SEATTLE — A bitter fight is being waged in Seattle over how to create a new system of pre-kindergarten education for disadvantaged kids.
Both sides agree that early learning is a key to later success, but they disagree on strategy. And supporters of a union-backed measure are fighting the City Council for putting another plan on the ballot that forces voters to choose between the two.
Here’s a quick review of the two proposals:
City Council Pre-K Plan
- 4-year levy; $43/year for every household
- Up to 2,000 slots for 3 and 4 years olds
- Up to $11,000 tuition subsidized for low-income families
- BA in early education required of teachers
Union-backed Pre-K Plan
- Not a levy; anticipates future funding
- No more than 10% of household income for pre-k education
- New training institute for teachers
- $15 minimum wage for all day care workers and early learning teachers
The real fight right now is about how these proposals are being presented to voters.

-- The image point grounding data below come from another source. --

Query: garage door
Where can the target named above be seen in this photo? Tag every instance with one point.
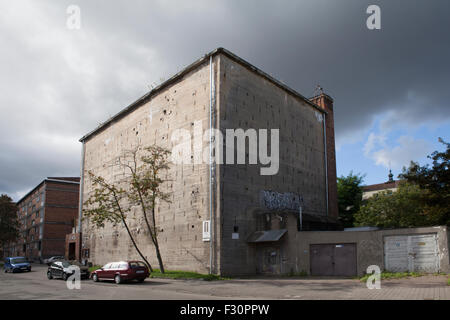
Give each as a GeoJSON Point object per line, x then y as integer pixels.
{"type": "Point", "coordinates": [413, 253]}
{"type": "Point", "coordinates": [333, 259]}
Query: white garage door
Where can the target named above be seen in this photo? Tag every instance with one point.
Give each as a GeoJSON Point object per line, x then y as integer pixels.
{"type": "Point", "coordinates": [415, 253]}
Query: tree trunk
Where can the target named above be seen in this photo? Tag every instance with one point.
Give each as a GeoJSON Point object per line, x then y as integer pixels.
{"type": "Point", "coordinates": [158, 255]}
{"type": "Point", "coordinates": [134, 243]}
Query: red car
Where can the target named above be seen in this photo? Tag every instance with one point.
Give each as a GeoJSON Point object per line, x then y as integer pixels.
{"type": "Point", "coordinates": [122, 271]}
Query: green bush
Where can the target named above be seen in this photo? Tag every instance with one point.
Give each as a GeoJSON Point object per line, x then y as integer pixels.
{"type": "Point", "coordinates": [177, 274]}
{"type": "Point", "coordinates": [393, 275]}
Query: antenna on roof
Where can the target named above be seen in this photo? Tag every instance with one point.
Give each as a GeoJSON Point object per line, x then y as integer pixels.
{"type": "Point", "coordinates": [318, 90]}
{"type": "Point", "coordinates": [391, 176]}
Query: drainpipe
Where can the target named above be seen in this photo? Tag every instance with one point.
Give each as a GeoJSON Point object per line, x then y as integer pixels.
{"type": "Point", "coordinates": [326, 158]}
{"type": "Point", "coordinates": [80, 198]}
{"type": "Point", "coordinates": [211, 224]}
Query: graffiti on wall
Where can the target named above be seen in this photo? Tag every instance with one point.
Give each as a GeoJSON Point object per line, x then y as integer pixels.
{"type": "Point", "coordinates": [280, 201]}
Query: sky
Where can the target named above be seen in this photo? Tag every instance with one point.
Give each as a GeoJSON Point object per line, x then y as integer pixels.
{"type": "Point", "coordinates": [391, 87]}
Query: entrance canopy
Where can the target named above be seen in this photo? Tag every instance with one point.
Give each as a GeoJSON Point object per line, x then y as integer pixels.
{"type": "Point", "coordinates": [266, 236]}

Leaders of Initiative 107, the union-backed measure, argue they are being unfairly pitted against the City Council plan, because voters will be forced into an either/or choice. They have sued to have them split into separate questions.
“Both measures should pass, and that’s why we’re going to court right now is to give voters the opportunity to vote yes on both,” said Heather Weiner spokeswoman for Yes for Early Success, the union-backed plan. “This should not be an either or situation; the City Council is trying to prejudge the decision for voters by forcing voters to choose.”
A judge has ruled that the City Council does have the right to pit the two against each other. An appeal is pending.